Phishing is the #1 attack vector in educational institutions. Attackers impersonate IT staff, professors, or university portals to steal credentials or deliver malware.

Common Types

• Spear Phishing — Targeted emails using your name, course, or professor's identity.
• Smishing — Phishing via SMS: "Your exam result is ready, click here."
• Vishing — Phone calls impersonating IT support asking for your password.
• Clone Phishing — A copy of a real email with a malicious link replacing the legitimate one.

How to Defend

• Always check the full sender email address, not just the display name.
• Hover over links before clicking — the real URL shows in the status bar.
• If an email feels urgent, call the sender directly to verify.
• Enable browser warnings for dangerous sites.
• Use email filters and report phishing to your mail provider.

🔑 Password Security — In Depth

Weak or reused passwords are exploited via credential stuffing, brute force, and database breaches. A single compromised password can cascade across all your accounts.

Password Rules

• Minimum 12 characters — aim for 16+.
• Mix uppercase, lowercase, digits, and symbols (!@#$%^&*).
• Never use names, birthdays, university names, or dictionary words.
• Never reuse passwords across different services.
• Change passwords immediately if a breach is suspected.

Attack Types Targeting Passwords

• Brute Force — Trying all possible combinations. Mitigated by length and complexity.
• Dictionary Attack — Using lists of common passwords. Avoid real words.
• Credential Stuffing — Using leaked passwords from other breaches. Use unique passwords.
• Keylogging — Malware records keystrokes. Use MFA and keep devices clean.

🔒 Ransomware — In Depth

Ransomware encrypts your files and demands payment. Universities are prime targets because they hold valuable research data, student records, and often have under-resourced IT security.

How It Spreads

• Malicious email attachments (.exe, .bat, .js, .zip containing scripts).
• Drive-by downloads from compromised websites.
• Exploiting unpatched software vulnerabilities.
• Via infected USB drives left in public areas (baiting).

Prevention

• Back up files regularly to an offline or cloud location not connected to your main system.
• Never open unexpected attachments, even from known senders.
• Keep OS and software fully patched.
• Use endpoint protection / antivirus with real-time scanning.
• If infected — isolate the device immediately, do NOT pay the ransom, contact IT.

🎭 Social Engineering — In Depth

Social engineering manipulates people rather than systems. It exploits trust, urgency, authority, and fear — no technical skill required from the attacker.

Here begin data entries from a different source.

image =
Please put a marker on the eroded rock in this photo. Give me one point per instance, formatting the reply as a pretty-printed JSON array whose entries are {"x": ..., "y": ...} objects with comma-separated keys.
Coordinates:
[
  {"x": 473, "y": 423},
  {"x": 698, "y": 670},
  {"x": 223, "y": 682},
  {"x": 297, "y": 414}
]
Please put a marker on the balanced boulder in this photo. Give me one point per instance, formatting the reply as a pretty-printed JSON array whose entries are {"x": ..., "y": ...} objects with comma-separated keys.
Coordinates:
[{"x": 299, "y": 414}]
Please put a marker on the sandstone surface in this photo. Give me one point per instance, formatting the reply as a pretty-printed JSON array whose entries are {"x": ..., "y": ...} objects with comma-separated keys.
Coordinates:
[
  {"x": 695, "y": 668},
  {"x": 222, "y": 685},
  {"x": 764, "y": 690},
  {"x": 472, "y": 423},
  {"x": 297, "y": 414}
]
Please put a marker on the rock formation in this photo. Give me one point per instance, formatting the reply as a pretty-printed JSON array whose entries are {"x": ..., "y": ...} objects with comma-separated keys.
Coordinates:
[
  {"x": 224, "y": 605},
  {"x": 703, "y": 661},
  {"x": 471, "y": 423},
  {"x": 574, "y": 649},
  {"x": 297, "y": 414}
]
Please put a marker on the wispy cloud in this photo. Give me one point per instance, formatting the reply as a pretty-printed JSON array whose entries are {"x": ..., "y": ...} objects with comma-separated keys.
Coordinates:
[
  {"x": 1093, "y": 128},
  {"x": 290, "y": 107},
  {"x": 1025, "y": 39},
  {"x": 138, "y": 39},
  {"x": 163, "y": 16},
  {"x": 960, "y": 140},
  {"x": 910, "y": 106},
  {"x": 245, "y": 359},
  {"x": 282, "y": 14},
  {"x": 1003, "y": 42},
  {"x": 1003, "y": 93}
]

• Pretexting — Attacker creates a fake scenario ("I'm from IT, we need your login to fix an issue").
• Baiting — Leaving infected USB drives where students will find and plug them in.
• Tailgating — Following someone through a secured door by pretending to be staff.
• Quid Pro Quo — Offering something (e.g., free software) in exchange for credentials.
• Verify every unexpected request for credentials or access — regardless of who asks.
• IT staff will NEVER ask for your password. If they do, refuse and report.

📋 Real-World Cases in Education

• University of California (2020) — Paid $1.14M ransom after NetWalker ransomware encrypted COVID-19 research data.
• Lincoln College (2022) — Closed permanently after a ransomware attack crippled enrollment and fundraising systems.
• Clark County School District (2020) — Student and staff data leaked after refusing to pay ransom.
• Blackbaud (2020) — Cloud provider breach exposed donor data from hundreds of universities worldwide.
• These cases show that education is a top target — awareness and preparation are the best defenses.

🚨 What To Do If You're Attacked

• Step 1: Disconnect from the network immediately (unplug cable / disable Wi-Fi).
• Step 2: Do NOT turn off the device — forensic data may be lost.
• Step 3: Contact your IT/security team immediately.
• Step 4: Change passwords for all accounts from a clean device.
• Step 5: Document everything — screenshots, email headers, timestamps.
• Step 6: Do not pay ransoms — it funds further attacks and doesn't guarantee recovery.